Monday, 26 November 2012

solo in the plant centre

I arrived at work to be greeted by the boss, who told me he had some bad news for me.  I wondered whether this was that I was going to be put on short time until March, but it turned out to be that I was going to be on my own in the plant centre, as both the manager and my colleague who normally works on Mondays had called in sick.  The owner asked hopefully whether one of the other part timers wouldn't be in, but since she was one of the people the manager was due to lay off until spring as of last week at the owner's instructions, the answer to that question was No.

When I opened up the shop I discovered a very tall, thin parcel at the back of it, which was obviously some tree packaged up and ready to go out by mail order.  I thought our normal height limit for parcels was four feet, but somebody must have been feeling lucky, or talked nicely to the delivery company.  The parcel had a name on it, but no address, and I sighed mentally and resigned myself to having to hunt around for the paperwork later on, so that I could work out what to do with it.  At about nine o'clock a smiling van driver in a luminous green vest appeared, saying that he had come to pick up a parcel but it wasn't in the usual place.  I showed him the package in the back of the shop, and the names tallied, but I had to dolefully confess that I didn't have an address label.  He said that he did, and produced one printed out with the address and consignment number, which he stuck on the box.  He left with my fervent thanks ringing in his ears, having done his Sir Galahad deed for the day.

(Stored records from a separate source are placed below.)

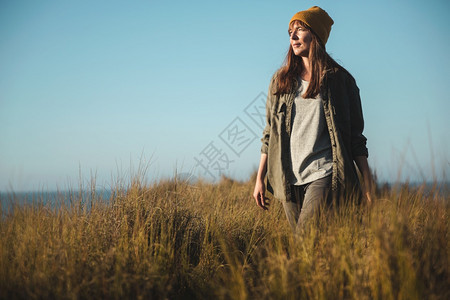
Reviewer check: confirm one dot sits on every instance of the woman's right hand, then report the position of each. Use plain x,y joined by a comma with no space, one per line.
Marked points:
258,194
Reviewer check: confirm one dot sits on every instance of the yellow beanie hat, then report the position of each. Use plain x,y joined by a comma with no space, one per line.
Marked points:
317,19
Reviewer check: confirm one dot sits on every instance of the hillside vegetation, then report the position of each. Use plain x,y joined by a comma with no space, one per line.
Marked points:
175,240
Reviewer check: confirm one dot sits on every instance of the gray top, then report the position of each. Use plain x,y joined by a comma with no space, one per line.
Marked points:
311,154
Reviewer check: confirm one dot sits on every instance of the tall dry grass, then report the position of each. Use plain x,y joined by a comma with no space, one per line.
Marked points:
210,241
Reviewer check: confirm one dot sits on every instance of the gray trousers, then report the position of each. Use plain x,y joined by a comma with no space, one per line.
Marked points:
306,200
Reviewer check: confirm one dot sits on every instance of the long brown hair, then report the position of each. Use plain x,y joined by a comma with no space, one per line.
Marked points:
320,62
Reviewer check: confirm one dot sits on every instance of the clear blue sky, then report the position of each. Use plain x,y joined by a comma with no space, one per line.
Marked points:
98,87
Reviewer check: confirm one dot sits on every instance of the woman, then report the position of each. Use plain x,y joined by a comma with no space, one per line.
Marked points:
314,126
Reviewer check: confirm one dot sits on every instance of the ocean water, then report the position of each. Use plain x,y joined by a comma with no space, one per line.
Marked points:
52,199
68,198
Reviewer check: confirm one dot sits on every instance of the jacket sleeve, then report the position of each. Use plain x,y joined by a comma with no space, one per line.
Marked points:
358,140
266,131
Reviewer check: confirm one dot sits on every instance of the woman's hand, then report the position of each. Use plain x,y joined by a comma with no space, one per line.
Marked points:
363,166
260,187
258,194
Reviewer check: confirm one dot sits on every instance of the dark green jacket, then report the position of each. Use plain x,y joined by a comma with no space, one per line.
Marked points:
344,118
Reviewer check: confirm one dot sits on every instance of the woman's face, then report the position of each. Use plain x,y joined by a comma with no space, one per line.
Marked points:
300,39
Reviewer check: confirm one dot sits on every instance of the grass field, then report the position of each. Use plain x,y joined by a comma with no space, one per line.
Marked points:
174,240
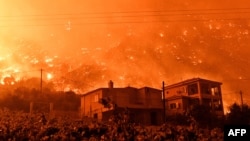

By ten I'd picked up all the plants that had fallen over in the wind, and was starting to feel a little dull, when the phone began ringing.  The first call was from a woman, who from her voice I guessed was quite young, wanting to know whether we had Quercus x hispanica.  I went to see, and found we had one plant of a named variety, but none of the straight species.  It turned out that she wanted forty.  I guessed she was calling from a landscape company.  I don't know where you would go to buy forty Quercus x hispanica, but I don't think any retail plant centre would keep that number of them in stock, ready to sell just like that.  We normally sell around five a year.  Landscapers do tend to give impossible plant sourcing tasks to very young members of staff who don't understand the market or know what they're doing, and it wastes their time and ours.  The most entertaining request was from the man who rang, with no hope in his voice, asking whether we had around forty plants of Berberis 'Georgei' in seven and a half litre pots.  I explained that unfortunately we hadn't been able to obtain that one for some time, and indeed had a list of over twenty customers waiting for plants if only we could get them, so I rather doubted whether there were forty Berberis 'Georgei' for sale in the country at that moment.  He said he had begun to suspect as much, and in a way was grateful, as I'd given him ammunition to go back to the landscape architect and explain that they'd have to rethink that part of the planting plan.

A few customers looked as though they might have liked tea, but the owner had given me dispensation not to open the cafe.  Apart from the hygiene aspects, operating the till, and the telephone, and finding plants for people, and doling out advice on which plant to choose, is more than one person can do, without trying to do refreshments as well.  It was pretty quiet, and customers were very good about waiting to be served, and my friend in the office helped out with the phone, but you can't run an operation like that smoothly with just one person.  The owner came out in the late morning to cover while I had some lunch, but then had to be somewhere else by one o'clock, so I had one twenty minute break in a seven and three quarter hour day.  It felt like quite a long one.